Discussion in 'General Instruction [BG]' started by mijarra, Feb 2, 2001.


  1. mijarra

    mijarra

    Jan 20, 2001
    Ok, I prefer to use a pick when I play, both because I am used to it from playing guitar and because I like the brighter sound better than using the fingers. I just feel like a weinie because it seems that all the good players use their fingers. I can play just fine with my fingers, and when I practice I usually do. So what's the best way to practice, advantages/disadvantages? Stick with the fingers or concentrate on the preferred pick?
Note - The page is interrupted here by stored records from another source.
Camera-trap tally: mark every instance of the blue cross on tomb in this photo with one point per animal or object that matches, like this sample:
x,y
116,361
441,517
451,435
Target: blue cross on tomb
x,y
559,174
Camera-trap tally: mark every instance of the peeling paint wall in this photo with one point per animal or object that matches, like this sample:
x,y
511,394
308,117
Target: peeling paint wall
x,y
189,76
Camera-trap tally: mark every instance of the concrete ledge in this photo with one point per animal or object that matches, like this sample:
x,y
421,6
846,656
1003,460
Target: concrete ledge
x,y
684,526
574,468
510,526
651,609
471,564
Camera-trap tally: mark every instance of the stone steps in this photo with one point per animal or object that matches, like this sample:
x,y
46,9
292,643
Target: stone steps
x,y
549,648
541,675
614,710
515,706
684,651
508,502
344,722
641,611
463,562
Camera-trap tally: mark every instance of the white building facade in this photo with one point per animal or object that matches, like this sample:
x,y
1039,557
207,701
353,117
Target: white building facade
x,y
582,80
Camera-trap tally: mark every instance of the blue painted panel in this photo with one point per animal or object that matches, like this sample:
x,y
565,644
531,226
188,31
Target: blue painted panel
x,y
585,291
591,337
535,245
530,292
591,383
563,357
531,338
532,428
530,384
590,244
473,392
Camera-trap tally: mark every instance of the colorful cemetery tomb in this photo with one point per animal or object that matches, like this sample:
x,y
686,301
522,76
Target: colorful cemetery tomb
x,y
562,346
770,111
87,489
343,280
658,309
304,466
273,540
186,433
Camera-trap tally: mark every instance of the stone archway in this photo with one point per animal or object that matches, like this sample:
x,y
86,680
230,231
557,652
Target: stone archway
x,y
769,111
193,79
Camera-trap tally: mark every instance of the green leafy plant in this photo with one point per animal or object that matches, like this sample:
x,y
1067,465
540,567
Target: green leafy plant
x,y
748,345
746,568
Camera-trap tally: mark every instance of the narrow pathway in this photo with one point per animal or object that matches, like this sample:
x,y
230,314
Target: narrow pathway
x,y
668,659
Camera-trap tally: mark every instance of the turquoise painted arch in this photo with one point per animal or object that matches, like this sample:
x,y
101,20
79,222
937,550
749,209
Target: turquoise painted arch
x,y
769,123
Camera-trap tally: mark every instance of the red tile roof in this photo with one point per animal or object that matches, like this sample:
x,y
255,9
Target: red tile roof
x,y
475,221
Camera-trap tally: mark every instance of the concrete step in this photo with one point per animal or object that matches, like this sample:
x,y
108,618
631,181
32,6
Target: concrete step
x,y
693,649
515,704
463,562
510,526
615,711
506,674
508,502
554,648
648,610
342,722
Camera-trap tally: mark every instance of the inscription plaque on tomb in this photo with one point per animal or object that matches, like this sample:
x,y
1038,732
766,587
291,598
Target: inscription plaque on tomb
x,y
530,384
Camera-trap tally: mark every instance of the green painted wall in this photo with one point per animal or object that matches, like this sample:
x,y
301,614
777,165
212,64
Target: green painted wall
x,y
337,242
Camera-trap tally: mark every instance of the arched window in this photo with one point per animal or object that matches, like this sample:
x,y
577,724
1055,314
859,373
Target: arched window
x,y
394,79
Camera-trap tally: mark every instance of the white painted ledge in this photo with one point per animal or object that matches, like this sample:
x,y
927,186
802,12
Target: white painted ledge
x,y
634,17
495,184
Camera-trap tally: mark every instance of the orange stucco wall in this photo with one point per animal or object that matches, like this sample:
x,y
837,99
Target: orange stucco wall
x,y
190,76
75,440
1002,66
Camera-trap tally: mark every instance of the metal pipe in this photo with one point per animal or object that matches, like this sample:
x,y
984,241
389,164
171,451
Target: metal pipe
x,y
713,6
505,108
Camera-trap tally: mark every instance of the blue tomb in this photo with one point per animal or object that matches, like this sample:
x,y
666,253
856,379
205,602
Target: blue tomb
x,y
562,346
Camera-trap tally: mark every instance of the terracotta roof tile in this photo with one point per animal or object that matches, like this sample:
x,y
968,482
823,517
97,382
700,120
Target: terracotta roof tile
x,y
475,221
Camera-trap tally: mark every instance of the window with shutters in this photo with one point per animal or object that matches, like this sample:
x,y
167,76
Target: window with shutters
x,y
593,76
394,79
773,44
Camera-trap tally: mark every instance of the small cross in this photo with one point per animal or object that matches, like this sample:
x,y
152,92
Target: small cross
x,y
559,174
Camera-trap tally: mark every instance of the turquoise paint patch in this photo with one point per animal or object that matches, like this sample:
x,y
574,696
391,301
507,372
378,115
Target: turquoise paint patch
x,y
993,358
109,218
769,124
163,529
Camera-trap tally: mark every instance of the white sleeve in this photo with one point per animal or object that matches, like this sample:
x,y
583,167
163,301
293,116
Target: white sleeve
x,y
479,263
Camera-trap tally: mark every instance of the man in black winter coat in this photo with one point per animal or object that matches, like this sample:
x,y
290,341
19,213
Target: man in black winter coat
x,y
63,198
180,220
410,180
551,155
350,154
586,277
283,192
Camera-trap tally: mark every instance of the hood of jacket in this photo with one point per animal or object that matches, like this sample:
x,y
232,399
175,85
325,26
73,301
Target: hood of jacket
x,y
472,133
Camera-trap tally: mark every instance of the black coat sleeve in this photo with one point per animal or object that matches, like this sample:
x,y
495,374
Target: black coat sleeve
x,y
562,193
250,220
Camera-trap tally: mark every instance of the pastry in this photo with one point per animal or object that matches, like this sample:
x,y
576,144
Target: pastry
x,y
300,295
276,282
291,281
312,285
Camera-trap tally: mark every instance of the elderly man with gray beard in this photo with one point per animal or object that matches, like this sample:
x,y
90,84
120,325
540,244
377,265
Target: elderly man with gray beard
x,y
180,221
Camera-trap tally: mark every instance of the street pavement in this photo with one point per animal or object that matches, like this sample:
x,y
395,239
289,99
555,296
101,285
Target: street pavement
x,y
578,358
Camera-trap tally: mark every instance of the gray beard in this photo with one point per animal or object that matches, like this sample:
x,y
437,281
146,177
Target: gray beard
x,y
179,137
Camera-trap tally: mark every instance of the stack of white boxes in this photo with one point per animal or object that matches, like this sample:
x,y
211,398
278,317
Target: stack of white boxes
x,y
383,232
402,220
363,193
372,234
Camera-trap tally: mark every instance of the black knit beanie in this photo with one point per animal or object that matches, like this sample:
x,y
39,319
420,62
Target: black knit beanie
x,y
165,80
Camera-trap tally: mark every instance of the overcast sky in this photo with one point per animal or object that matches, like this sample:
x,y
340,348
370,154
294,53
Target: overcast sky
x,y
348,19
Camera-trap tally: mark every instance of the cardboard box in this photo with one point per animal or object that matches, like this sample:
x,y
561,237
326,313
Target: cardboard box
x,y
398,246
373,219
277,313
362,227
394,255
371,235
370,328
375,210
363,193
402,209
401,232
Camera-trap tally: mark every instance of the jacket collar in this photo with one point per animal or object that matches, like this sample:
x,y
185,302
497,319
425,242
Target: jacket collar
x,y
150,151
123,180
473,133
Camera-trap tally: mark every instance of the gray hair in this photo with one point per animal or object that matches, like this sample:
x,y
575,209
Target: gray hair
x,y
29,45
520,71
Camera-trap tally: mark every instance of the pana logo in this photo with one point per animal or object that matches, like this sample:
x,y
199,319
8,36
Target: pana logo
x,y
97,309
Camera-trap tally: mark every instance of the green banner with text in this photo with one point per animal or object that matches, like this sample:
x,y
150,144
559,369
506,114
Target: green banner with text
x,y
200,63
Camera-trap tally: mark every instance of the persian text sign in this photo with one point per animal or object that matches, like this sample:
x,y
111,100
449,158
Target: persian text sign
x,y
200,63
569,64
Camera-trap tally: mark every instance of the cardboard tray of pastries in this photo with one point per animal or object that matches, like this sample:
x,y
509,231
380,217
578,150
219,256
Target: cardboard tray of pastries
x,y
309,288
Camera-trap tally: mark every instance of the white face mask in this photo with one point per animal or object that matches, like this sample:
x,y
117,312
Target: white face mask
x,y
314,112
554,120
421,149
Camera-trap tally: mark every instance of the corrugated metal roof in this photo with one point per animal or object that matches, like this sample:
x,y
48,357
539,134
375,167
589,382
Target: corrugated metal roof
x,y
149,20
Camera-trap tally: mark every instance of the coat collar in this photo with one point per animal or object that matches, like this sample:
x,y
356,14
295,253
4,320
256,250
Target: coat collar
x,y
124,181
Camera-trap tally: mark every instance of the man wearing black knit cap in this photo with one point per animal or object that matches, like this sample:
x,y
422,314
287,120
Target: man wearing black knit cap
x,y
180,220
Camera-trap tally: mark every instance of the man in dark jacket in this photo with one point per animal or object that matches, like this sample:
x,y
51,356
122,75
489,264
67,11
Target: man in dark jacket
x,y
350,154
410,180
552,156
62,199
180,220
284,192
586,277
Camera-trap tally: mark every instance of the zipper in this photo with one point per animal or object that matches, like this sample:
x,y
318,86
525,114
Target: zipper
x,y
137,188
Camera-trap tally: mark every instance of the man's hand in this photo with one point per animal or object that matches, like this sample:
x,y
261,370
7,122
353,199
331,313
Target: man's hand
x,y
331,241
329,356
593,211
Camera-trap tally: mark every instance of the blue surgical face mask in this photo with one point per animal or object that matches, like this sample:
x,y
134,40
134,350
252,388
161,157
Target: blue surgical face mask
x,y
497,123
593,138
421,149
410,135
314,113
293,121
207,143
    BTW, hope y'all aren't getting sick of my dumb questions, as there will be many more to come. :) Everyone has been very helpful so far. You've even convinced me to learn to read music, which in 17 years as a guitar player I never cared about.
     
  2. :eek:
    I think I can speak for (most?) everyone when I say "Stick with the pick, but keep with the fingers, too."
    Assuming you understood that...I'm not too sure if I phrased that grammatically correctly. Why did that sound so weird? I think I'm turning back into Mr. Smarty pants...

    :D:D
     
  3. Dragonlord

    Dragonlord Rocks Around The Glocks

    Aug 30, 2000
    Greece, Europe
    I play with fingers,because I prefer the warm sound I get this way and the great control on the strings.But IMO,there is no "right" way to play bass...if you like the pick,go for it.But,as Sheep Man said,keep the finger technique too,you may find it handy.Actually I'll learn sometime how to play with pick too,it's nice to have two techniques to combine.

    PS:Keep sending "dumb questions".They are the only ones I can answer:D
     
  4. Dragonlord

    Dragonlord Rocks Around The Glocks

    Aug 30, 2000
    Greece, Europe
    Seriously now,feel free to ask whatever you want.That's what Talkbass is all about anyway...
     
  5. i prefer fingers but if my hand is sore i will use a pick for a little just to cool my fingers down. there are a lot of great pick players out there
     
  6. Chris Fitzgerald

    Chris Fitzgerald Student of Life Staff Member Administrator

    Oct 19, 2000
    Louisville, KY
    The biggest difference between the sound of picked bass and finger style is a difference in attack and tone. When I play electric, I use both, depending on the sound I'm trying to get: if I want a warm sound that will not draw a lot of attention to itself, I almost always play fingerstyle, often using freestrokes to pluck the string closer to the fingerboard; this fits the role of the bass as accompanying instrument - providing a harmonic foundation while allowing other sounds (vocalist, guitarist, etc.) to stay in the foreground of the overall sonic space. If I want to drive the band in a song with a more aggressive rhythmic groove, I'll often use a (very heavy) pick, which makes the attack of each note part "note" and part "percussion".

    In the end, it really depends on what type of energy and vibe you're trying to get across, and like the previous posters, I'd agree that it's good to be able to do either when you want.
     
  7. SnoMan

    SnoMan Words Words Words Supporting Member

    Jan 27, 2001
    Charleston, WV
    Keep up with what you're best and most comfortable with, but if you want to learn other techniques go with it. Don't have anything else useful to say. Just keep on playin


    Shawn
     
  8. FuturePrimitive

    FuturePrimitive Supporting Member

    Nov 14, 2000
    Rochester, NY
    The biggest problem I've found using a pick is I can't play fast enough to hit 16ths. As a reult I stopped using the pick. This morning I picked up a pick for the first time in 3 months and could barely play 8ths! (not speed wise, just the timing between left/right hands) Oh well, Geddy doesn't pick and I'm playing 90% Rush tunes right now anyway. No loss.
     
  9. pkr2

    pkr2

    Apr 28, 2000
    coastal N.C.
    Any of you ever try a felt pick? They pretty well tone down that sharp attack. They are thick enough to get a good grip on when your hands are sweaty and they are easier to keep up with because they dont disappear when they're laying flat.

    Pkr2
     
  10. FuturePrimitive

    FuturePrimitive Supporting Member

    Nov 14, 2000
    Rochester, NY
    I've tried a felt pick but found they were even slower than plastic. They seem to drag quite a bit on the strings. Definately a different sound but too slow.